Fulbright Exchange Program Turns 60

This is the VOA Special English Education Report.

This week is the sixtieth anniversary of the Fulbright Program of international educational exchanges. On August first, nineteen forty-six, President Harry Truman signed legislation to create the program.

Fulbright grants are given to graduate students, to scholars and professionals, and to teachers and administrators. Today about six thousand people each year receive grants. People come to the United States to study or teach, while Americans go to other countries.

The Fulbright program operates in about one hundred fifty countries. Around two hundred seventy-five thousand people have taken part over the years. Some have gone on to become Nobel Prize winners and leaders in areas like business, technology and politics.

Those who take part in the program are called Fulbright scholars or "Fulbrighters." They receive money for travel, education and living costs. The program is paid for by the United States government and by foreign governments and private groups.

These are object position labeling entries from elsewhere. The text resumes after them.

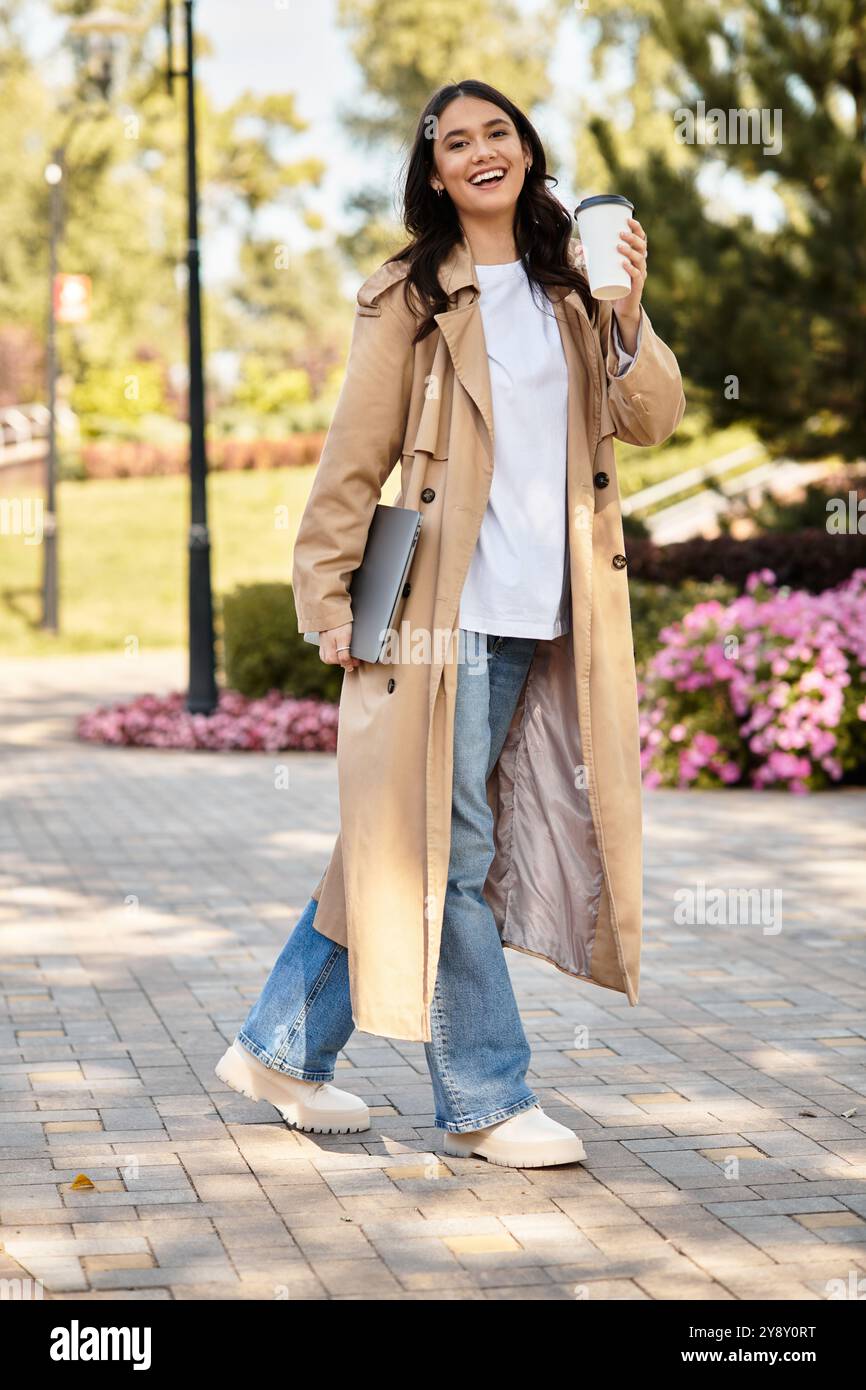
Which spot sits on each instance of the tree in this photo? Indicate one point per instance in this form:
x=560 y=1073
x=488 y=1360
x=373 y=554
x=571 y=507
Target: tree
x=770 y=323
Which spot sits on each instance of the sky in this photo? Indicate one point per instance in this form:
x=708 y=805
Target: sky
x=296 y=46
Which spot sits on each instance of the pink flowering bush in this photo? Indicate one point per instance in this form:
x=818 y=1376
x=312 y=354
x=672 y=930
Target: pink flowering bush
x=271 y=723
x=768 y=688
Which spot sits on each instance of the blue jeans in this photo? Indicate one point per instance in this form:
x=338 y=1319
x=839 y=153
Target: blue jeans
x=478 y=1052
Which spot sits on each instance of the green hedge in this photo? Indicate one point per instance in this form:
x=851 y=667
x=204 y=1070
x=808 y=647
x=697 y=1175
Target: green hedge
x=263 y=649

Thomas Farrell is a deputy assistant secretary in the State Department which supervises the program. He says that right now the number of American students who want to spend a year as a Fulbright scholar is at the highest point ever. And, he says, so is the number of Fulbright scholarships they are being awarded. The number is close to one thousand two hundred a year.

In nineteen forty-six of Arkansas proposed the legislation to create the program. At that time, just after World War Two, he saw the idea as a way to improve world understanding.

Senator Fulbright thought exchanges would help people better understand other ways of life as well as their own. He believed the program could educate future world leaders.